The following is an IO test on the disk of the minicomputer itself. It only takes about 12 seconds to write 800m of data.

Msgcnt 2 vxfs: mesg 001: vx_nospace-/ dev/vg00/lvol8 file system full (1 block extent) I take O error 47185pm 0 records in47184+1 records outreal 11.7user 0.0sys 0.8

However, the IO test of EMC storage has not been completed for more than 30 minutes to write 800m data.

Rx6600-2: [/] # time dd if=/dev/zero of=/sx_data/test bs=8k count=100000711856+0 records in711855+0 records outreal 30:58.4user 0.5sys 13.0

This is obviously a problem with the storage. Later, we learned that the manager found that a disk in the storage was damaged at 10:00 in the morning. The raid 5 made by the storage had a hot spare. And there are hundreds of gigabytes of data for storage-level synchronization. As soon as there is a time for performance problems.

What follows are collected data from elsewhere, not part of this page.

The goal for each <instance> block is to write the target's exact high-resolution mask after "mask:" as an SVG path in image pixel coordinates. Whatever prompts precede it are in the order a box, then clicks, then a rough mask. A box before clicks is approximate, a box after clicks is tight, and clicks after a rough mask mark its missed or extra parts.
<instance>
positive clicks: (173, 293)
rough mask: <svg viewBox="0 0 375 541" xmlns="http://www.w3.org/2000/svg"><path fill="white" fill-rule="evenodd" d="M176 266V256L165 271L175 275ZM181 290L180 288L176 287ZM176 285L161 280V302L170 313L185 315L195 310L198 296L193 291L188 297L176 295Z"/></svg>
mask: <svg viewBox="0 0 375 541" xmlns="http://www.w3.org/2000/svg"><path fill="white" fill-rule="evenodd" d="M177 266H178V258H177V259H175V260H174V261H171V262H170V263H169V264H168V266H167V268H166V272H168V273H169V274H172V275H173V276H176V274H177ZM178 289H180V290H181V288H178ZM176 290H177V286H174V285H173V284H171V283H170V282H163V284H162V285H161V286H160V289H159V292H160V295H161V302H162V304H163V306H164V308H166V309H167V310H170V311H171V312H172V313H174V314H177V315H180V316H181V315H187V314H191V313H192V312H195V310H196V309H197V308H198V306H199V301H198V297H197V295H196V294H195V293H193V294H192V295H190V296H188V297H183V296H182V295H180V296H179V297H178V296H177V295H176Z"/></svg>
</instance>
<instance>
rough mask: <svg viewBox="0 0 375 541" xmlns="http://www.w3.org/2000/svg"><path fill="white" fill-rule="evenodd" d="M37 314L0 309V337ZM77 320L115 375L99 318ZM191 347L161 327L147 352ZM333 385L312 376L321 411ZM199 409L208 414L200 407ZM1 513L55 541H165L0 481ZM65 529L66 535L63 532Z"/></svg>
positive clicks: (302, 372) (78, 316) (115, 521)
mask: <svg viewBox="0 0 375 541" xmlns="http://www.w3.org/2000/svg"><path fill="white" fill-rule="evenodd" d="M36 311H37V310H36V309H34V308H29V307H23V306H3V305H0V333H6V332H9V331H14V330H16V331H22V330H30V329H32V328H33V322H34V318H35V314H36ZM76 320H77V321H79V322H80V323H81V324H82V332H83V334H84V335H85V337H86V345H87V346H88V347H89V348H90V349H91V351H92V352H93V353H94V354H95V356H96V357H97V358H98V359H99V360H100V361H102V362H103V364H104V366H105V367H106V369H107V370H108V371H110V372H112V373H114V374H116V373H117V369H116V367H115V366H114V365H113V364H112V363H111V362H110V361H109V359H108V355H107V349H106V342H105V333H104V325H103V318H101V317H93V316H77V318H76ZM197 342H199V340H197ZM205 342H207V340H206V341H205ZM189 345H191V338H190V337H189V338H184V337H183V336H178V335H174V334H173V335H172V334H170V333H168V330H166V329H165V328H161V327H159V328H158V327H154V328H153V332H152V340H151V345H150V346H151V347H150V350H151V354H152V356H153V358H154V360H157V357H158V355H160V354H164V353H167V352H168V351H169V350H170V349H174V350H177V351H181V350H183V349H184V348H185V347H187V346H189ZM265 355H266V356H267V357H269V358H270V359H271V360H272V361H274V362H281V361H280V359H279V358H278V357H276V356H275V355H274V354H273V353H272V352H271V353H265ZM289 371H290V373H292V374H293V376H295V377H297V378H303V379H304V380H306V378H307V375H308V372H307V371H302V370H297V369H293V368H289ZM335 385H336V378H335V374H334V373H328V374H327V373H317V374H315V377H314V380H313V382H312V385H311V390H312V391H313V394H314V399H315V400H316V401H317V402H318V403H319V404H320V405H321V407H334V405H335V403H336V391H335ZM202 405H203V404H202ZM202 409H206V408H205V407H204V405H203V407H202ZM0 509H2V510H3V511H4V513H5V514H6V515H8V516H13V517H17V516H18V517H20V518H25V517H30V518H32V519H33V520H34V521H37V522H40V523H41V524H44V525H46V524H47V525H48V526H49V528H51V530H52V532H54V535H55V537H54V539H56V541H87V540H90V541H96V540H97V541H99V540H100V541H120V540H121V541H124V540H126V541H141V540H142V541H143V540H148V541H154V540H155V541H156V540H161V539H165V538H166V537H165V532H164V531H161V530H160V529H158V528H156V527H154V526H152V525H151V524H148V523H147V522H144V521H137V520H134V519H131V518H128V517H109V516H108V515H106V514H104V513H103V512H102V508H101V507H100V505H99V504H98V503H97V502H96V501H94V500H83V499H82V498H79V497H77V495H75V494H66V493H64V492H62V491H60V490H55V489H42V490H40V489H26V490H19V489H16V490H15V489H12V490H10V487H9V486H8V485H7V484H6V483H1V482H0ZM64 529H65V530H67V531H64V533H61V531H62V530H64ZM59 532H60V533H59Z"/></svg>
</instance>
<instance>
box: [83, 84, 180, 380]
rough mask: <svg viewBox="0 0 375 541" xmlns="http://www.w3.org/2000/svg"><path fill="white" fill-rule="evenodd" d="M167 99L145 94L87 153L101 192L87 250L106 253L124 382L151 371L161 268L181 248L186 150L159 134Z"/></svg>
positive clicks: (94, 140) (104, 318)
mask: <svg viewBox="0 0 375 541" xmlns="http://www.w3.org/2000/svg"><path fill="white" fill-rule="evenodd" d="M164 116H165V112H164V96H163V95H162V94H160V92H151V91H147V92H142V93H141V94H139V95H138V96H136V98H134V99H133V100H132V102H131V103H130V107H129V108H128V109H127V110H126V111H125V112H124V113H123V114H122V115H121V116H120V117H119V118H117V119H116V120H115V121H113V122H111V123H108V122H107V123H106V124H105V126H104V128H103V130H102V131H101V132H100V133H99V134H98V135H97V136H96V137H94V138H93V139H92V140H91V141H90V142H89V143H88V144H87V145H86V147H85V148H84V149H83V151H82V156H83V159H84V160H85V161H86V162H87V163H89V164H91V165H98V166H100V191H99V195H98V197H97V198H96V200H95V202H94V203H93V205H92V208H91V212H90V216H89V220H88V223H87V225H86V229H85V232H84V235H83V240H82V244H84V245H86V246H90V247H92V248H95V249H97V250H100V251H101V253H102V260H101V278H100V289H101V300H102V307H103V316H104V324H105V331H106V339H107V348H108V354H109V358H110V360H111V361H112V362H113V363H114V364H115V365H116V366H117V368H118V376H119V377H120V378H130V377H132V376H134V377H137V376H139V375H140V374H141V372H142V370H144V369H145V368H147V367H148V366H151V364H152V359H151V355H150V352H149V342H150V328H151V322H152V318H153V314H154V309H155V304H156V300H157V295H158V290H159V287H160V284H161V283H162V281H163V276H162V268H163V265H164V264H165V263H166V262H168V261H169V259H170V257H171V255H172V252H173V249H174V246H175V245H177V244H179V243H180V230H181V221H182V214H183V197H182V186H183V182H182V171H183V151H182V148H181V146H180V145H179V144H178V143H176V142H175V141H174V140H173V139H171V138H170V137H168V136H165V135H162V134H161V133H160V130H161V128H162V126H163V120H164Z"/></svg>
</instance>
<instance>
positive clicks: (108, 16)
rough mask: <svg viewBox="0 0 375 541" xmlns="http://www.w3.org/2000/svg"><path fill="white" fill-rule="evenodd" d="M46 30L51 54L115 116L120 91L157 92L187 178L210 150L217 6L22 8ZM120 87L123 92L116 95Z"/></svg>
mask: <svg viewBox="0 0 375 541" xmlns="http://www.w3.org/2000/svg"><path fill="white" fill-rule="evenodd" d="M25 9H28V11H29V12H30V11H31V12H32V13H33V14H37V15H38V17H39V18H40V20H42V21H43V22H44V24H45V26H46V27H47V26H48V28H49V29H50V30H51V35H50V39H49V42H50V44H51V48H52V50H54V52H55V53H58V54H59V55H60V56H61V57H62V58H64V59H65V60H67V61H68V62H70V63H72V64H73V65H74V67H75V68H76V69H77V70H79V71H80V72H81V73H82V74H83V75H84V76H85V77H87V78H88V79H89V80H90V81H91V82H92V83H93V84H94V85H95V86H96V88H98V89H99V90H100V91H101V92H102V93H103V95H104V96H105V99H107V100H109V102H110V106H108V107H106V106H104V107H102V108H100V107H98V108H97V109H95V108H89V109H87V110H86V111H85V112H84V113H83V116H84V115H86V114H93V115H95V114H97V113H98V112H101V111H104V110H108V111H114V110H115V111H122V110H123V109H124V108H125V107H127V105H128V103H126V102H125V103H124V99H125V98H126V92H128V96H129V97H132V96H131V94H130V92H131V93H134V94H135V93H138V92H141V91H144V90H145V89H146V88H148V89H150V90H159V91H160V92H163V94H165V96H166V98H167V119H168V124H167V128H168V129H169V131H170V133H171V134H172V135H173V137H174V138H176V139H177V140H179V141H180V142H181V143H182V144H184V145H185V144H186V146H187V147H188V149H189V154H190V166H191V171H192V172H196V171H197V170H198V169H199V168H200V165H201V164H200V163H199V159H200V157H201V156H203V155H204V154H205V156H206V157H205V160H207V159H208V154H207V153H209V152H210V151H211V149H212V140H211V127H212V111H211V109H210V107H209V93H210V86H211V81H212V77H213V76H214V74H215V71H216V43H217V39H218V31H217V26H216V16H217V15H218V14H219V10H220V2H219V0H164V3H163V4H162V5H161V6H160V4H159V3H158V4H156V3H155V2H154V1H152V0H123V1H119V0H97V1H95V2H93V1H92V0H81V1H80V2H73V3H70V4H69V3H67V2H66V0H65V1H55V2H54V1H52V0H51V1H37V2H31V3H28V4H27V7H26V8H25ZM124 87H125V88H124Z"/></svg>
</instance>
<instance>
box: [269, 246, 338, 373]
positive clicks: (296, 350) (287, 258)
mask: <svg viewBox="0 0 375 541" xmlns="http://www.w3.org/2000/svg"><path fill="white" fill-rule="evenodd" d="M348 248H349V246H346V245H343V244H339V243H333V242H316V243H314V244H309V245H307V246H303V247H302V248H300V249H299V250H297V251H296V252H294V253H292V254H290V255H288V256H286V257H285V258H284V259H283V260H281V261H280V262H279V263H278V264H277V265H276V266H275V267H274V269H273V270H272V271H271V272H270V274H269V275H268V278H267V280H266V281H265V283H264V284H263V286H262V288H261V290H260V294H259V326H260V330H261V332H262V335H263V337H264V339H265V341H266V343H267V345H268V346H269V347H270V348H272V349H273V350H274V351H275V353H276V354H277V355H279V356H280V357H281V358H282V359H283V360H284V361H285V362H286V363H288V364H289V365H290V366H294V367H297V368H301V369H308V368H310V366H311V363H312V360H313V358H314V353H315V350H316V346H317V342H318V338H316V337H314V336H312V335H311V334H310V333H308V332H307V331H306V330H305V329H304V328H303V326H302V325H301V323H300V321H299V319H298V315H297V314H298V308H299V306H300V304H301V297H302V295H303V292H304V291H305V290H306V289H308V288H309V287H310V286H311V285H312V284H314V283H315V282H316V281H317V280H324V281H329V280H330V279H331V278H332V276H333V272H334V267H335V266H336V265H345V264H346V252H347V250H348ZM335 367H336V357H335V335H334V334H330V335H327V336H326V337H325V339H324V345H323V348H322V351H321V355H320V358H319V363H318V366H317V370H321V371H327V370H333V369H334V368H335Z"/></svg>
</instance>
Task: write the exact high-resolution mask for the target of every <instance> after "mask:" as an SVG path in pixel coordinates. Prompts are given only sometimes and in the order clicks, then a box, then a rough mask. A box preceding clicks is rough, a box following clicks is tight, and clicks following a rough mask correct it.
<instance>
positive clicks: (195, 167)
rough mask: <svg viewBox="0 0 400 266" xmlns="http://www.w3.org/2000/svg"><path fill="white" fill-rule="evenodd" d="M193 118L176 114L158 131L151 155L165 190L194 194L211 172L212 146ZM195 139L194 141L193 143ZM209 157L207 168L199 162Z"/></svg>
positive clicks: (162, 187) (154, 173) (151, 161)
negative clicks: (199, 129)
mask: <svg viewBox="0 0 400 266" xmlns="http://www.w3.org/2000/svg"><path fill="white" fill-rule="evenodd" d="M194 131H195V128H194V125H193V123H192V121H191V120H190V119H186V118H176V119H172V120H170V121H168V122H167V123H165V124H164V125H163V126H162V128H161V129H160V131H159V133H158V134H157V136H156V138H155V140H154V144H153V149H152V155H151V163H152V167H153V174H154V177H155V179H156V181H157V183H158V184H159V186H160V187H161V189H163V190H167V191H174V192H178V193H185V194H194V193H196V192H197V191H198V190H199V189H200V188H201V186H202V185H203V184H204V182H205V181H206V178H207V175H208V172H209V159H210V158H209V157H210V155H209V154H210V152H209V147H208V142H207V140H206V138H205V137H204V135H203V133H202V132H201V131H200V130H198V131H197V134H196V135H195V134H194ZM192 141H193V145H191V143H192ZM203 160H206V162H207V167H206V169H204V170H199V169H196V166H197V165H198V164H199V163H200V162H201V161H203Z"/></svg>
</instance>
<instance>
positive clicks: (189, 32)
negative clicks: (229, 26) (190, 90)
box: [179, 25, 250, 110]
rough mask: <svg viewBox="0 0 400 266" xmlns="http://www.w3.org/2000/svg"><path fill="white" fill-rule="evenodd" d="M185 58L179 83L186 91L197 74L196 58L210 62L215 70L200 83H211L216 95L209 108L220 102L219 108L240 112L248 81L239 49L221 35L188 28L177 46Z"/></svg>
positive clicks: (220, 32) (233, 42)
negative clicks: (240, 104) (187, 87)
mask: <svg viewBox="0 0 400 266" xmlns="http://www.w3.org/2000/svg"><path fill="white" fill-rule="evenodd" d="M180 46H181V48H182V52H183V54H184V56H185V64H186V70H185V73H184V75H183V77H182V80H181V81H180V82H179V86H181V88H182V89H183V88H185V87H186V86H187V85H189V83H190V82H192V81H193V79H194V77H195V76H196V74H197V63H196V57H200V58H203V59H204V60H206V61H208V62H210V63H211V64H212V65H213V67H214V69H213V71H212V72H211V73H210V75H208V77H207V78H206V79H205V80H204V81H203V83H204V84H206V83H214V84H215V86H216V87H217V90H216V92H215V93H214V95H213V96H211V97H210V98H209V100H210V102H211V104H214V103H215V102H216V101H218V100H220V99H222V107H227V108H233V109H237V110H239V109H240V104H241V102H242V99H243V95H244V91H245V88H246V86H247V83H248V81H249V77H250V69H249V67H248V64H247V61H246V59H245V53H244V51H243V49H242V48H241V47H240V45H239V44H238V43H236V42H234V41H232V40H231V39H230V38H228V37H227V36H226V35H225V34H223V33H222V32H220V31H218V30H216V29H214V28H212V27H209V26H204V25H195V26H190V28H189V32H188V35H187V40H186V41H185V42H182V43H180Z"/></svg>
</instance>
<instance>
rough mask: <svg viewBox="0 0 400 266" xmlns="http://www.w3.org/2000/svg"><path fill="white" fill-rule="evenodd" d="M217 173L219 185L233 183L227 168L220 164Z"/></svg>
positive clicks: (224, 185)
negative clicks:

When the cause of the problem is found, it will be easy to solve. Fortunately, the problem was solved, and the next day a big leader came to check or else. Ha ha

Welcome to subscribe "Shulou Technology Information " to get latest news, interesting things and hot topics in the IT industry, and controls the hottest and latest Internet news, technology news and IT industry trends.

*The comments in the above article only represent the author's personal views and do not represent the views and positions of this website. If you have more insights, please feel free to contribute and share.